Il n’existe pas de modèle de contrat, et il vaut mieux se méfier de ceux que l’on trouve sur Internet. Pour être sûr de faire les choses dans les règles, vous pouvez demander conseil auprès de MMFF (Music Managers Forum France), le syndicat français des managers du secteur musical (http://mmf-france.com) ou bien auprès d’avocats spécialisés.

 

Comment trouver un manager ?

C’est peut-être l’étape la plus difficile. Deux possibilités s’offrent à vous. Tout d’abord, quelqu’un de votre entourage a des compétences et l’envie de s’y mettre.
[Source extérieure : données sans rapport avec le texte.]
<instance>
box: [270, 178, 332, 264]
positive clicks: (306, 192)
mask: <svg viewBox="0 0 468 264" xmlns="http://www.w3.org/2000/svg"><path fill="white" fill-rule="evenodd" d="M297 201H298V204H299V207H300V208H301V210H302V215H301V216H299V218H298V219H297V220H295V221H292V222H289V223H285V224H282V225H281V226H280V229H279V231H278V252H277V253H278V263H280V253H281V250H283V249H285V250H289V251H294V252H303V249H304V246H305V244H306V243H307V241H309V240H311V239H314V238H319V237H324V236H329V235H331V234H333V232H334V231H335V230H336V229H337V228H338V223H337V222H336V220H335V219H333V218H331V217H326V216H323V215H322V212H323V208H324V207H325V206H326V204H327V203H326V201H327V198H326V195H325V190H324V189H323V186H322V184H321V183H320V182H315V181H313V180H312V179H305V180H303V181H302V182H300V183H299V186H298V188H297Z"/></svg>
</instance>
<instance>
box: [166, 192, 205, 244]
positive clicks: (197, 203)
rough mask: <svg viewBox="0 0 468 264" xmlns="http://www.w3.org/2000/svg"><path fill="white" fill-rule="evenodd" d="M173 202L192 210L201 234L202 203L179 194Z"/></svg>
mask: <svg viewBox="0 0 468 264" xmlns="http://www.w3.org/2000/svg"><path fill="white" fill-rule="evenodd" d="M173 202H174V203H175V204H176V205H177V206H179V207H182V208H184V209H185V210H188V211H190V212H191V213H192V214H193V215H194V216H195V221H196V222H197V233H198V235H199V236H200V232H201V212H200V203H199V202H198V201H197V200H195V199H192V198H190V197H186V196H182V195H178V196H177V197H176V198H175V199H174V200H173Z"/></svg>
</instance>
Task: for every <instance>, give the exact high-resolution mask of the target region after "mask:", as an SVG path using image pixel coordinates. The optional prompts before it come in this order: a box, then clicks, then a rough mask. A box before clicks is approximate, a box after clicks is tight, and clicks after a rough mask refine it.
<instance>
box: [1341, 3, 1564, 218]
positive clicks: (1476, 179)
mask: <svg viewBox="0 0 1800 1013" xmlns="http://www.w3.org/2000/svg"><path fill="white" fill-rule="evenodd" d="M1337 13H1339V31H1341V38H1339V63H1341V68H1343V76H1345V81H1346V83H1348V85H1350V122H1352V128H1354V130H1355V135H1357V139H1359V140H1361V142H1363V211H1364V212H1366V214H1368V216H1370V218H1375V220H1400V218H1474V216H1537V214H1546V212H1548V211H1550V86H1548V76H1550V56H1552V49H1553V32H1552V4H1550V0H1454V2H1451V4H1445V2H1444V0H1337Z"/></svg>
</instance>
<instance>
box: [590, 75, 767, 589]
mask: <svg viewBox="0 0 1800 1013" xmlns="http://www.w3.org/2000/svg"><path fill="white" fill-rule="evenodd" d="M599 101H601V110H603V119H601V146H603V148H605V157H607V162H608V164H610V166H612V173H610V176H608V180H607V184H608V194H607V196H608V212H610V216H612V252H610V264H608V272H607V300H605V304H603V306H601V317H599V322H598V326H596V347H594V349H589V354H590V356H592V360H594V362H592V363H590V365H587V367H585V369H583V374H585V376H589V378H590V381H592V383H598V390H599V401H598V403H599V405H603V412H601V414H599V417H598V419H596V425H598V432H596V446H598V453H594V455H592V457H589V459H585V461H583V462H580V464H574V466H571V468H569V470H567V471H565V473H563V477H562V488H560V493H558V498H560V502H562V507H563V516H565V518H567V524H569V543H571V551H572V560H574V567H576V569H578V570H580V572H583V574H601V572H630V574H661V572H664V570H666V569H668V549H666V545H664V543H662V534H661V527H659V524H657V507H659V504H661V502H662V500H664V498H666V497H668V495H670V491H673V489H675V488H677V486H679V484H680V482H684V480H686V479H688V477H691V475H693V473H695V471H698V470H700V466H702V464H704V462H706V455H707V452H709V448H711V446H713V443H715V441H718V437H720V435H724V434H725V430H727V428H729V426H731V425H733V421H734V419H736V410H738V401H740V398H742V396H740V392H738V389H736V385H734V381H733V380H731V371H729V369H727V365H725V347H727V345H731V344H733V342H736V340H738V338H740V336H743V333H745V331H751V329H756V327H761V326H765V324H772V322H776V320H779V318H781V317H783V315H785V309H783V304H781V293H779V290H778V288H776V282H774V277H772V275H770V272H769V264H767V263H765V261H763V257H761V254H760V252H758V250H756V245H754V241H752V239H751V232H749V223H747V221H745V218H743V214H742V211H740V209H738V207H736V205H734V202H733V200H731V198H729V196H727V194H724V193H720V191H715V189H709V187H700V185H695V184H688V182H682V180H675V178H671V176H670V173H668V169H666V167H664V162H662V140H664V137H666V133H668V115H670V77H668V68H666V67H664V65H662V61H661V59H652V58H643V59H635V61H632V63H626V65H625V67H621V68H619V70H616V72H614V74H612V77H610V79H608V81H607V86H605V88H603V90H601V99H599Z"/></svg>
Dans un premier temps, ce peut être une solution, mais il faut que cette personne ait pour projet professionnel de devenir manager, et ne soit pas là juste pour dépanner ou parce que vous vous entendez bien. Il ne s’agit pas d’un coup de main ou d’un « loisir », mais d’une démarche entre deux professionnels.

 

L’autre solution, la plus sûre, est de trouver quelqu’un dont c’est le métier. Si votre projet est déjà un peu développé, avec une visibilité déjà correcte, ce sera plus facile. Comme le dit l’adage : c’est le manager qui trouve l’artiste, pas l’inverse. Sous-entendu, si vous faites parler de vous, il y a des chances que vous soyez contacté par des managers, ou que vous en rencontriez dans des événements ou des concerts.

 

Si ce n’est pas le cas, vous pouvez démarcher les agences de management. Même si cela a peu de chances d’aboutir, cela aura au moins le mérite de vous faire connaître. Et ainsi vous rappeler à leur bon souvenir en cas de buzz futur autour de votre projet. Citons par exemple Grand Musique Management (Étienne de Crécy, Clara Luciani…) ou Corida (Catherine Ringer, Manu Chao…) ; Vous pourrez les trouver dans l’annuaire du CNM (https://www.irma.asso.fr).

 

Vous pouvez également sonder du côté du syndicat MMFF et des formations au management musical (Cifap, Emic, CNM, école ATLA, formations d’Issoudun…). Un manager qui démarre sa carrière a peut-être moins de réseau, mais joue avec vous son entrée dans le métier. La motivation et l’envie de réussir peut donc être plus forte. Vous pouvez également en discuter avec les artistes qui évoluent dans le même univers que vous, et leur demander des conseils et contacts.

 

Quoi qu’il en soit, avant de contractualiser avec un manager, assurez-vous du minimum :

  • N’hésitez pas à demander des références et des preuves aux managers que vous rencontrez (placements en premières parties d’artistes renommés, synchros décrochées, signatures avec de partenaires, producteurs de spectacles, etc.).
  • Demandez le plus de détails possibles sur leur réseau professionnel (contacts presse, programmateurs…)
  • Prenez le temps de discuter, pour vous assurer qu’il ou elle adhère à votre projet musical et à votre vision du développement de votre carrière.

 

Une fois ces étapes passées, prenez le temps d’élaborer ensemble un plan de développement détaillé à court, moyen et long terme. Plus celui-ci sera précis, et plus la feuille de route sera facile à suivre, et plus vous pourrez évaluer l’effectivité de son travail. Cela vous permettra aussi de faire des points réguliers, et des bilans annuels. Et le cas, échéant, de poursuivre ou d’arrêter votre collaboration. Fuyez les personnes qui seraient trop évasives ou qui aurait pour réponse « on verra plus tard » à toute question de projection dans le temps.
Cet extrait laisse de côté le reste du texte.